Blockchain is distributed and decentralized, meaning a copy of the blockchain is stored on private computers all around the world, and it’s difficult for hackers, governments, or other entities to track and influence all the copies. Blockchain lacks a single point of failure, like data centers that could be subjected to attacks and data tampering.
Blockchain is also timestamped and immutable, which makes records additionally secure. For example, data are submitted to the blocks, where each block in the chain contains a hashed number of the previous blocks. Smallest data change will alter the hashed, making the fault instantly visible throughout the chain and easy for the network to reject.
Most common blockchains have their own distributed governance or a network of computers incentivized by the system to validate correct transactions by reaching a majority consensus. The system is inherently designed to function without the need for trusted third parties like governments or lawyers to oversee the process. In effect, transactions performed on the blockchain are both safer and much cheaper than those in the traditional financial sector, which opens possibilities for new businesses and investors to join the market.
New World – New Assets
Asset management and asset investment currently struggle with multiple different issues. The traditional investment vehicles are often too expensive for retail investors; that’s the ordinary people willing to invest small amounts. The system often inflates the brokerage fees with minimal investment amounts exceeding $5000. The ownership is both expensive and timeconsuming and requires many third parties like notaries, banks, and lawyers.
New investment and robo-advisory apps like Robin Hood and Acorns are gaining momentum and opening markets to wider audiences. However, they are still not globally available, and traditional regulatory frameworks impair the broader disruption.

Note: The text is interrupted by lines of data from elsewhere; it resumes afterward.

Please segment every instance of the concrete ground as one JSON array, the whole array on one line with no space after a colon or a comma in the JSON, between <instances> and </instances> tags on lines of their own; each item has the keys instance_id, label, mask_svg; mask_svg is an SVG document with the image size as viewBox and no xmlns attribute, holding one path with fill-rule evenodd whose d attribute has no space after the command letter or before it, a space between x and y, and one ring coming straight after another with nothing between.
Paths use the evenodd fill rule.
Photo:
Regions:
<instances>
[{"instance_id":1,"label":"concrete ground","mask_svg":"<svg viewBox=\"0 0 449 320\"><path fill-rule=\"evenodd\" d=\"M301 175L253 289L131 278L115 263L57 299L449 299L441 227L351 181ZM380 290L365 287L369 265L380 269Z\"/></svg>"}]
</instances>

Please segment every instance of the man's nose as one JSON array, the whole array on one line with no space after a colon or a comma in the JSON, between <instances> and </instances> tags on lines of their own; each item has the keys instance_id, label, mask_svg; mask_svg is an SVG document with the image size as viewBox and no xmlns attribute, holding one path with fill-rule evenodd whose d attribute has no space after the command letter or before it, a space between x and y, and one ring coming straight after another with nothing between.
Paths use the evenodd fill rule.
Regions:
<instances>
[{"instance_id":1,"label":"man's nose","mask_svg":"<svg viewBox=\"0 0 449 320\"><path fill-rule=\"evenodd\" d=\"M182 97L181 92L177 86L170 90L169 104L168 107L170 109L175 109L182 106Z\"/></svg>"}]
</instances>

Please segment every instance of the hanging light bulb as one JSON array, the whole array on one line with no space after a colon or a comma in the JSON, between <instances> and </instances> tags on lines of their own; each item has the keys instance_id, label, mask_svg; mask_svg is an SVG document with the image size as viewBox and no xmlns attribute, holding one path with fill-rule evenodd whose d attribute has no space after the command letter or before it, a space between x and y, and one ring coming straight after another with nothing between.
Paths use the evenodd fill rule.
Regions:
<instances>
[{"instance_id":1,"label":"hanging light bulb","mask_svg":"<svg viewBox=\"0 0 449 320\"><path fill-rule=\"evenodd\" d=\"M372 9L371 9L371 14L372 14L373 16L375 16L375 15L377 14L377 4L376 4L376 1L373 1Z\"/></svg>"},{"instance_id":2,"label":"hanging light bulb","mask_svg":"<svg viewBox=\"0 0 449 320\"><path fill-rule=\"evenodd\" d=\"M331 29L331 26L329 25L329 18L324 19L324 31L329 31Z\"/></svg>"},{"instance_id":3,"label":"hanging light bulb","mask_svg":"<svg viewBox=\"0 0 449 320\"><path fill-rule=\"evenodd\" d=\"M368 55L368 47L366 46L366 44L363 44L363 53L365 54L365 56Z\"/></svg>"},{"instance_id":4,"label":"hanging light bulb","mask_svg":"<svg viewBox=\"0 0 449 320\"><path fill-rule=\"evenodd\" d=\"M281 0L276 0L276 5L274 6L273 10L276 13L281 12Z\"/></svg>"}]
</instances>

That’s were tokenized assets on the blockchain could push the momentum forward. Tokenization offers a new world of assets that are potentially borderless, accessible from anywhere at any time, and instantly transferable at a minimal cost.
Researchers, enterprizes, and exchanges are currently working with regulators to build new legal frameworks. In the meantime, tokenization already offers a quick and automated way to securitize assets while complying with current local ordinances. Once smart contracts are legally vetted, they can be used across the board to tokenize any type of real-world assets from real estate to art and collectibles.
Why the Real-world Asset Tokenization will Change Asset Management
There are many amazing advantages of using asset tokenization and blockchain to disrupt the asset management scene. Blockchain offers low transaction fees, instant ownership transfer, and, most of all, seamless access from anywhere in the world via the internet or even completely offline.
With open public blockchains, it’s easier for everyone to participate in asset exchange regardless of their financial status. It’s also easier to monitor and audit your assets, although owners’ privacy is still protected, and the actual data on the blockchain encrypted with hashing algorithms.
The assets that were previously expensive, illiquid, and difficult to buy and sell can now be instantly digitized and sold in the form of tokens to one or multiple different buyers. This kind of shared ownership and asset management may soon become a new trend in real estate investment, similar to real estate crowdfunding.
Various technical and legal issues still need to be ironed out before the asset tokenization on the blockchain becomes mainstream. Still, cryptocurrency exchanges and traditional exchanges are already racing to get the share of this emerging market and build new asset management frameworks. Many already collaborate with their local regulators to develop alternative regulatory environments for what they hope will become a new asset class, the crypto assets.